見渡す限りコーヒー農園が広がるコロンビアの片田舎。食卓には朝から煮豆の混ぜご飯に、こんがり焼いたステーキ、そして牛乳たっぷりのショコララテが並ぶ。
「もちろん、アレパもね」。コロンビア料理店「ラ・ブラスカ」のスタッフ、フランシー・ヘレラさん(39)は幼少期をおばが営む農園で過ごした。
アレパは、オーブンで焼き上げた薄焼きのパンだ。店で出す料理に必ずといっていいほどついてくる。トウモロコシの粉に水を加えただけの素朴な味で、チョリソーなど肉との相性もいい。トマトと長ネギのいり卵を上にのせたり、スープに浸して食べたり。「農家の人たちはよく働くから、いっぱい食べるの。ご飯があってもアレパは欠かせない」
粉は乾燥トウモロコシをお湯に浸して約1時間、軟らかくなったところでミキサーにかけて作る。戻し汁に牛乳と砂糖を加えれば栄養たっぷりのドリンクになる。これをコーヒー豆の摘み取り作業に追われる大人たちのもとへ届けに行くのが、ヘレラさんの日課だった。風が吹き抜ける木陰で飲む1杯が、強い日差しでほてった彼らの体をいやした。

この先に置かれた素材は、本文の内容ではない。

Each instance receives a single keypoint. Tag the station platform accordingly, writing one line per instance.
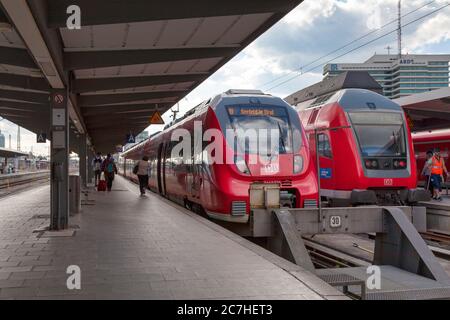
(132, 247)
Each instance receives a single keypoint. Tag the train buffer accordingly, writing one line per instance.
(406, 267)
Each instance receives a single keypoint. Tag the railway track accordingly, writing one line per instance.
(14, 183)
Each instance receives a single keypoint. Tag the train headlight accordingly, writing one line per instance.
(400, 164)
(241, 164)
(298, 164)
(371, 164)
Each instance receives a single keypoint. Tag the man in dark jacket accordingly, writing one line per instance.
(109, 169)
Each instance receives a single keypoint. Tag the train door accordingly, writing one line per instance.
(159, 168)
(327, 165)
(164, 164)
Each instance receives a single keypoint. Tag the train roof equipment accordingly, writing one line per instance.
(327, 87)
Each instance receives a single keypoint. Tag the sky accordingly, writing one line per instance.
(311, 31)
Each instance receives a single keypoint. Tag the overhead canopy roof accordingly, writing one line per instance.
(429, 110)
(129, 58)
(7, 153)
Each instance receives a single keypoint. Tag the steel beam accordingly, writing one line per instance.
(16, 57)
(124, 109)
(105, 99)
(82, 154)
(100, 84)
(24, 105)
(110, 12)
(59, 158)
(24, 96)
(24, 82)
(3, 17)
(113, 58)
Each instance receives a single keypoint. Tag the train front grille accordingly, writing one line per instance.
(310, 203)
(238, 208)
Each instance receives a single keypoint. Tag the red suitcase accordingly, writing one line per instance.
(101, 185)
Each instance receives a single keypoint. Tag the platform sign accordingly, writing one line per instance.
(131, 138)
(41, 137)
(156, 118)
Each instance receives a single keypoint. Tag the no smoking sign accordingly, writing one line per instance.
(58, 98)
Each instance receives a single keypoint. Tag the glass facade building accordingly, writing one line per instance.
(400, 77)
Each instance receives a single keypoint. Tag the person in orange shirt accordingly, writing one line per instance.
(437, 169)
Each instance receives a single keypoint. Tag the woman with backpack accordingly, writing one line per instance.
(109, 169)
(141, 170)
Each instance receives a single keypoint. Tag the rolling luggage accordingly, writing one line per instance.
(101, 185)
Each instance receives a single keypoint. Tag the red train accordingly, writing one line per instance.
(427, 141)
(221, 188)
(364, 144)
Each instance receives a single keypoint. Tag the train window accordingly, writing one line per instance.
(380, 134)
(324, 146)
(313, 116)
(256, 119)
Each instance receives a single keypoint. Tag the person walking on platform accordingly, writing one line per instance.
(426, 171)
(437, 170)
(141, 170)
(97, 165)
(109, 169)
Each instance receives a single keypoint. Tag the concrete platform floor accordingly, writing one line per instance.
(131, 247)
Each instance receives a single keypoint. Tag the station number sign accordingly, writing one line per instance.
(335, 221)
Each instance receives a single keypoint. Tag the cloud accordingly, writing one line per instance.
(27, 139)
(316, 28)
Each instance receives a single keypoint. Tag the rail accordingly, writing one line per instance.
(13, 180)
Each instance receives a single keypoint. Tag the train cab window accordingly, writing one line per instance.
(324, 146)
(250, 119)
(380, 134)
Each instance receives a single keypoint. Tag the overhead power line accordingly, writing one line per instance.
(361, 46)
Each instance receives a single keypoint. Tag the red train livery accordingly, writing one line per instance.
(364, 144)
(428, 141)
(221, 189)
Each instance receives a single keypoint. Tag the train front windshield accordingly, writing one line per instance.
(380, 134)
(262, 130)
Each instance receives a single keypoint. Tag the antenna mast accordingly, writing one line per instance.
(399, 30)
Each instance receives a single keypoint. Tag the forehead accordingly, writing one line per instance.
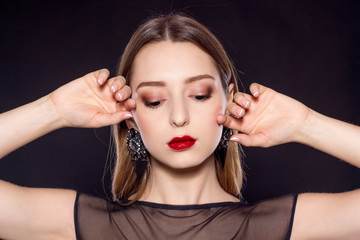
(166, 61)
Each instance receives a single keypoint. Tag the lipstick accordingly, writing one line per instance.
(181, 143)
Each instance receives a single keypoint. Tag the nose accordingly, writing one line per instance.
(179, 115)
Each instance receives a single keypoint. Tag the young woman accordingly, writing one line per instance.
(178, 177)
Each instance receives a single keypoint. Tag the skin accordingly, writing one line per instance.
(167, 101)
(269, 119)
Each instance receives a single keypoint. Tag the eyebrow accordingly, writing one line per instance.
(163, 84)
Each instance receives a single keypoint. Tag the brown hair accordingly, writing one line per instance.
(176, 28)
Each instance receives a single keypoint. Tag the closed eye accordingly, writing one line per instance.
(153, 104)
(202, 97)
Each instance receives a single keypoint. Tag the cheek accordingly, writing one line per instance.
(149, 124)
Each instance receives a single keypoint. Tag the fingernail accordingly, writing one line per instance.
(127, 116)
(247, 104)
(235, 139)
(120, 96)
(114, 88)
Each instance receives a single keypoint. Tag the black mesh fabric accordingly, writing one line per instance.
(97, 219)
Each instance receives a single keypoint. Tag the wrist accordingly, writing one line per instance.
(51, 116)
(309, 128)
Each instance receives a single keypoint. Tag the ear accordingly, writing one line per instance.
(231, 89)
(130, 123)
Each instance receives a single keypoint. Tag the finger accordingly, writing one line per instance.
(116, 83)
(242, 100)
(235, 110)
(254, 140)
(123, 93)
(229, 122)
(101, 76)
(256, 89)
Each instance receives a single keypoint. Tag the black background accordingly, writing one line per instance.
(308, 50)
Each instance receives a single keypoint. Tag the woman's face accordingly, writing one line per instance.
(178, 94)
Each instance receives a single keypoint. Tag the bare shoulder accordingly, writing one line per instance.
(327, 216)
(36, 213)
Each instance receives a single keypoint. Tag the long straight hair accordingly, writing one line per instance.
(176, 28)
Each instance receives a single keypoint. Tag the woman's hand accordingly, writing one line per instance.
(265, 118)
(93, 101)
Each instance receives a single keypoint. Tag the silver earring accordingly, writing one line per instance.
(138, 152)
(220, 152)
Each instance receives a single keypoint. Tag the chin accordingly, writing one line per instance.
(182, 163)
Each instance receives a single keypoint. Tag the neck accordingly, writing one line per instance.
(196, 185)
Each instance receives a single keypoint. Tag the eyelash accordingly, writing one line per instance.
(202, 98)
(156, 104)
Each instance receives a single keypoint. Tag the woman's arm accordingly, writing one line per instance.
(270, 118)
(90, 101)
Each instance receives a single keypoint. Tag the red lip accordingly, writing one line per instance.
(181, 143)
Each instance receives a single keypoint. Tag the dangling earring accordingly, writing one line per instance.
(139, 155)
(221, 149)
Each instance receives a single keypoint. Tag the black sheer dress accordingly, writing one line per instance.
(97, 219)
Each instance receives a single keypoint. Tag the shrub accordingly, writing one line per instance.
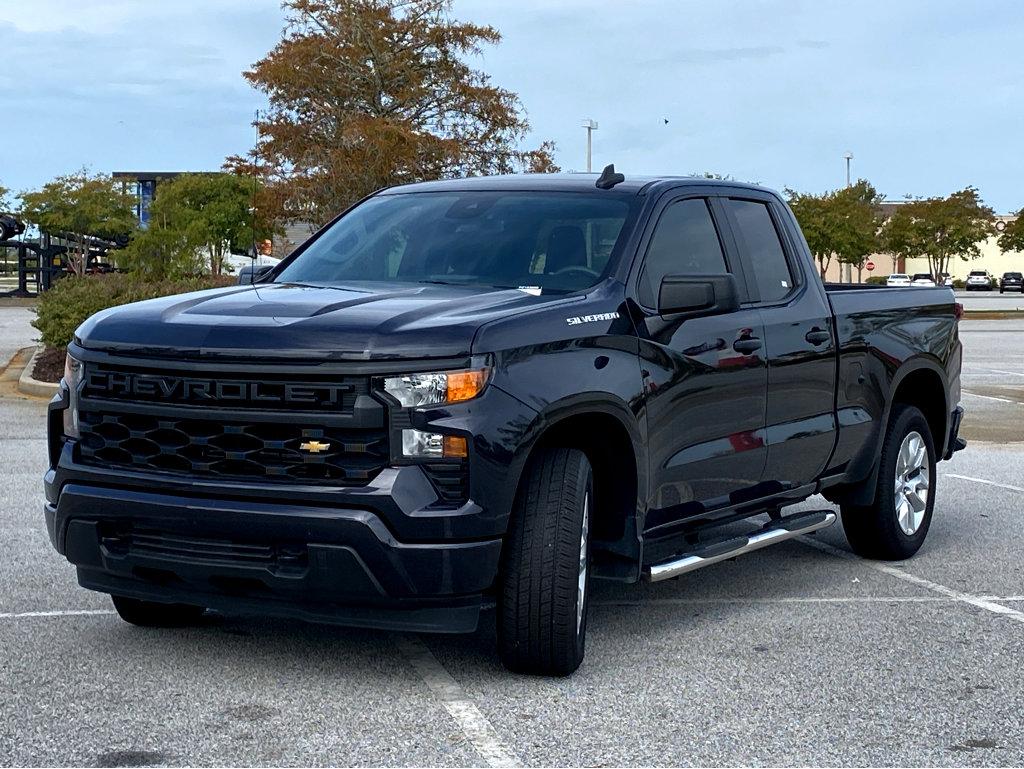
(72, 300)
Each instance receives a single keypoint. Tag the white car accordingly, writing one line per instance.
(979, 280)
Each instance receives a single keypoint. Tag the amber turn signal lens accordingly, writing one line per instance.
(463, 385)
(455, 446)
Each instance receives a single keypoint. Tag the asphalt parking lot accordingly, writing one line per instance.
(798, 654)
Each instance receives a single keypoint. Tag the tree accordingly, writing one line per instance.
(197, 218)
(369, 93)
(940, 228)
(856, 211)
(842, 224)
(1012, 239)
(80, 206)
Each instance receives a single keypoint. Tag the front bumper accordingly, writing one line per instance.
(335, 565)
(388, 554)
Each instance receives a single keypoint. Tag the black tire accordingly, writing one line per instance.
(154, 614)
(873, 530)
(539, 629)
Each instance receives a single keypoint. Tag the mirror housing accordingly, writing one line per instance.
(697, 295)
(251, 273)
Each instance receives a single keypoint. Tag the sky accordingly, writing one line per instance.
(927, 94)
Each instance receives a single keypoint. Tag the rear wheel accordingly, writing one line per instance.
(155, 614)
(895, 524)
(545, 581)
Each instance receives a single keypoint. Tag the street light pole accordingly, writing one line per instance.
(848, 156)
(591, 126)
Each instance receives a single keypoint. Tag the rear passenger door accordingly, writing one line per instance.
(705, 377)
(800, 429)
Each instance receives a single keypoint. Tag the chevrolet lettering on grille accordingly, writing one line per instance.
(193, 390)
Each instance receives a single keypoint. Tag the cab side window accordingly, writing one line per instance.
(684, 243)
(760, 241)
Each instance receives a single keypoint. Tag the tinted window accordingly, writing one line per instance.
(555, 241)
(684, 243)
(758, 237)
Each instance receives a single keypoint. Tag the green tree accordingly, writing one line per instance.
(939, 229)
(842, 224)
(79, 206)
(1012, 238)
(197, 218)
(369, 93)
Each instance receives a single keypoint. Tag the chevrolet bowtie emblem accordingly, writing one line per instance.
(314, 446)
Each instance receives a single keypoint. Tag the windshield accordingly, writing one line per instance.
(555, 242)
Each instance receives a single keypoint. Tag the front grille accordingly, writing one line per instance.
(289, 452)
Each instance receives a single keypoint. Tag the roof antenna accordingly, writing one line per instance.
(608, 177)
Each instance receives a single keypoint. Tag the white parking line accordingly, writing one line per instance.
(68, 612)
(795, 599)
(473, 723)
(986, 482)
(990, 397)
(979, 601)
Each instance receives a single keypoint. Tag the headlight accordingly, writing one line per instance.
(437, 387)
(73, 378)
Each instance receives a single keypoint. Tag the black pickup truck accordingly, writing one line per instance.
(492, 391)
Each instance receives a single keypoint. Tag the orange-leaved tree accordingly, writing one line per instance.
(368, 93)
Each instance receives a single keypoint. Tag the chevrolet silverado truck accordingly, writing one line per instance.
(489, 392)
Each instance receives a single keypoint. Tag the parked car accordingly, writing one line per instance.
(1012, 282)
(978, 280)
(9, 226)
(496, 390)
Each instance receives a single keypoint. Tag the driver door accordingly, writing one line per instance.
(705, 377)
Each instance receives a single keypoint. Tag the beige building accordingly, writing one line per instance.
(992, 259)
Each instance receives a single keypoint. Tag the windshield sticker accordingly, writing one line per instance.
(592, 318)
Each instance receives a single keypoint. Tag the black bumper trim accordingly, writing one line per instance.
(336, 564)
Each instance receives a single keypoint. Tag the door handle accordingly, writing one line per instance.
(817, 336)
(747, 345)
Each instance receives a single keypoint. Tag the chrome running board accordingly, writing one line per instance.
(773, 531)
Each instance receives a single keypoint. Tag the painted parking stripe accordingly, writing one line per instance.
(474, 724)
(973, 600)
(983, 480)
(68, 612)
(991, 397)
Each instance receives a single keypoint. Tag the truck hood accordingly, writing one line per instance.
(355, 322)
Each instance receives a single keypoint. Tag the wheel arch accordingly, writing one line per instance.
(610, 435)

もう一つ欠かせない料理が、トウモロコシ粉の皮で作った揚げギョーザのエンパナーダスだ。
昨年6月、サッカーの日本対コロンビア戦が行われた埼玉スタジアム近くで売り歩いたところ、応援に来たコロンビア人が競って買い求め、用意した700個が瞬く間に売り切れた。「毎日当たり前に食べていた故郷の味だからね。次はもっとたくさん作らなきゃ」
エンパナーダスをひと口かじると、中から熱々の野菜と肉汁が染み出す。味わっていると、お客が店に入ってきた。席につくなり、メニューも見ずにエンパナーダスを注文した。